Salamasina Taufua was basking in the sun yesterday and happily watching her three young children playing on the sand when a tsunami appeared suddenly and swept all three youngsters away.

Jesasa, 7, and his sisters Uena, 4, and E.J., 3, were dragged into the sea as they played at the family's Samoan beach resort, Taufua Beach Fales in Lalomanu, Aleipata.

The bodies of Jesasa and Uena were found yesterday afternoon. E.J. is presumed dead.

Mrs Taufua, who was also hit by the tsunami, was last night in a critical condition in the district hospital in Lalomanu.

Her father, Ale Vena Ale, said he was devastated and still coming to terms with the loss of his three grandchildren, as well as his eldest daughter's condition.

"All three of them - gone. Sina is in hospital and her children are dead.

"I just want to get to my daughter."

Mr Ale said his son-in-law had already left for work in the Samoan capital, Apia, when the earthquake struck just before 7am.

Turning back to go home, he arrived to find the resort destroyed, his three children gone and his wife barely alive.

"He's just lost," Mr Ale said.

"[He] called and said the two older kids' [bodies] have been found but they're still looking for the baby. It's tragic."

Lalomanu - located on the southern part of the island of Upolu - was one of the worst-hit villages when the tsunami surged through the island yesterday.

Whole villages were wiped out when the tsunami - triggered by an 8.3-magnitude earthquake - struck.

Other villages including Poutasi, Lefaga, Falealili and Saleapaga were reported to have suffered dozens of fatalities, and houses and crops destroyed.

Speaking to the Herald while driving to be at his daughter's bedside in Lalomanu, Mr Ale described the destruction he could see around him.

"The wave just came and destroyed everything - houses, cars, everything's down as far as you can see.

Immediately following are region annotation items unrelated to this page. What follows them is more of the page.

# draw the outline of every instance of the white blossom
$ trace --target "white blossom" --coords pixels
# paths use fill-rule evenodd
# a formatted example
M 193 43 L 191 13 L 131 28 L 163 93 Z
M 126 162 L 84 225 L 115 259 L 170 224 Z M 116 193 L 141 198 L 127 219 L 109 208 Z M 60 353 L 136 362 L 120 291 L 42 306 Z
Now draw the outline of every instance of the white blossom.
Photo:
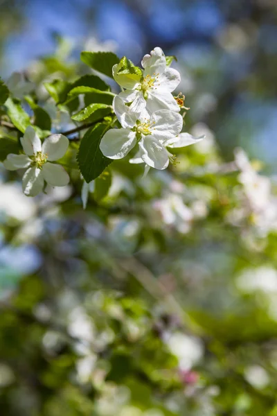
M 179 112 L 180 107 L 171 93 L 180 83 L 180 74 L 166 66 L 162 49 L 154 48 L 150 55 L 143 57 L 141 64 L 143 69 L 140 80 L 137 76 L 118 74 L 122 64 L 114 65 L 115 80 L 126 89 L 119 96 L 125 103 L 132 103 L 131 109 L 137 112 L 145 107 L 150 114 L 161 109 Z
M 172 137 L 172 139 L 168 139 L 165 144 L 166 146 L 168 148 L 183 148 L 187 146 L 190 146 L 190 144 L 195 144 L 199 141 L 203 140 L 205 136 L 201 136 L 200 137 L 194 137 L 189 133 L 180 133 L 177 135 L 175 137 Z M 129 160 L 129 163 L 132 164 L 145 164 L 145 171 L 143 176 L 145 176 L 150 168 L 150 164 L 147 164 L 145 157 L 143 156 L 145 155 L 145 149 L 143 146 L 140 146 L 138 151 L 136 153 L 136 155 Z M 168 153 L 169 159 L 173 158 L 173 157 Z M 146 162 L 146 163 L 145 163 Z
M 28 168 L 22 178 L 22 189 L 28 196 L 35 196 L 43 189 L 44 181 L 53 187 L 64 187 L 69 182 L 68 173 L 60 164 L 51 163 L 62 157 L 69 139 L 62 135 L 51 135 L 42 145 L 35 130 L 28 126 L 21 143 L 25 154 L 8 155 L 3 165 L 9 171 Z
M 81 198 L 82 202 L 82 207 L 84 209 L 87 208 L 87 200 L 89 198 L 89 192 L 94 191 L 94 180 L 87 183 L 84 180 L 84 182 L 82 187 Z
M 100 144 L 103 155 L 122 159 L 138 141 L 145 163 L 157 169 L 167 168 L 170 155 L 166 148 L 175 143 L 183 126 L 181 116 L 167 110 L 157 110 L 151 116 L 143 111 L 138 116 L 118 96 L 114 97 L 113 106 L 123 128 L 111 129 L 103 136 Z
M 11 94 L 17 98 L 23 98 L 24 95 L 34 89 L 33 84 L 25 80 L 23 73 L 20 72 L 13 72 L 6 84 Z

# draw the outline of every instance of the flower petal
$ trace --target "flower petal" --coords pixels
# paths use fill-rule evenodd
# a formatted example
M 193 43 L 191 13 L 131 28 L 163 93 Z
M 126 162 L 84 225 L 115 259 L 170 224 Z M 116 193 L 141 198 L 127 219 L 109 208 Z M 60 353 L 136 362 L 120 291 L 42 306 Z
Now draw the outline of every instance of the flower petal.
M 28 168 L 31 162 L 30 159 L 26 155 L 14 155 L 13 153 L 10 153 L 10 155 L 8 155 L 6 160 L 3 161 L 3 164 L 8 171 L 15 171 L 21 168 Z
M 130 111 L 139 114 L 146 107 L 146 101 L 142 91 L 138 91 L 136 98 L 129 106 Z
M 175 137 L 183 127 L 183 118 L 179 113 L 168 110 L 159 110 L 150 119 L 151 134 L 158 140 L 166 141 Z
M 125 105 L 123 100 L 118 96 L 114 97 L 113 107 L 116 117 L 123 128 L 134 127 L 136 121 L 136 114 L 129 112 L 129 107 Z
M 138 144 L 143 152 L 141 158 L 148 165 L 161 170 L 168 167 L 168 152 L 158 140 L 152 136 L 147 136 L 141 139 Z
M 22 178 L 22 189 L 27 196 L 35 196 L 42 191 L 44 184 L 42 171 L 39 168 L 29 168 Z
M 69 182 L 69 176 L 64 168 L 59 164 L 46 162 L 42 166 L 44 180 L 53 187 L 65 187 Z
M 150 55 L 145 55 L 141 61 L 141 65 L 145 69 L 143 76 L 153 75 L 154 73 L 162 73 L 166 68 L 166 60 L 163 50 L 156 47 L 151 51 Z
M 172 92 L 176 89 L 180 82 L 181 76 L 178 71 L 173 68 L 166 68 L 163 73 L 157 77 L 154 87 L 157 87 L 159 92 Z
M 133 148 L 136 142 L 135 132 L 129 128 L 112 128 L 104 135 L 99 147 L 106 157 L 122 159 Z
M 134 89 L 139 85 L 139 76 L 132 73 L 118 73 L 119 64 L 116 64 L 112 67 L 112 73 L 114 80 L 123 88 Z
M 153 113 L 157 110 L 170 110 L 179 112 L 180 107 L 170 92 L 159 93 L 152 91 L 148 92 L 148 98 L 146 101 L 146 110 Z
M 194 137 L 189 133 L 180 133 L 174 139 L 168 140 L 168 141 L 165 144 L 165 146 L 172 149 L 186 147 L 186 146 L 195 144 L 195 143 L 201 141 L 204 137 L 204 135 L 201 136 L 200 137 Z
M 126 89 L 126 91 L 120 92 L 118 94 L 118 97 L 120 97 L 120 98 L 123 100 L 124 103 L 132 103 L 136 97 L 138 92 L 138 91 L 137 89 L 135 89 L 134 91 L 132 91 L 132 89 Z
M 138 151 L 136 152 L 136 155 L 134 155 L 134 157 L 132 157 L 129 159 L 129 163 L 132 163 L 133 164 L 137 164 L 139 163 L 144 163 L 143 160 L 141 159 L 141 156 L 143 155 L 143 150 L 139 148 Z
M 69 141 L 62 135 L 51 135 L 42 144 L 42 153 L 47 155 L 49 162 L 62 157 L 67 150 Z
M 20 139 L 20 141 L 21 142 L 24 153 L 29 156 L 42 151 L 40 139 L 37 136 L 35 130 L 31 125 L 27 127 L 24 135 Z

It's like a carpet."

He said trucks carrying the bodies of the dead were filing past him, heading towards the morgue in Apia.

People were standing solemnly near the road, watching as the trucks went past, while others were picking through debris which hours earlier had been their homes.

"I've never seen anything like it," Mr Ale said. "You can see nothing but debris for about 300 yards.

"I'm just going past a church. It's just the outline of the building left."

Mr Ale, who lives in Toamua - on the western side of Upolu - said he and his family had just woken in the early hours of the morning when all of a sudden their house began to shake violently.

"We all ran outside of our house - the earthquake was so long, and everything shook. We were so scared - [we] thought the house would collapse."

Mr Ale said alarms rang loudly soon afterwards, warning people to get to higher ground because a tsunami was about to hit.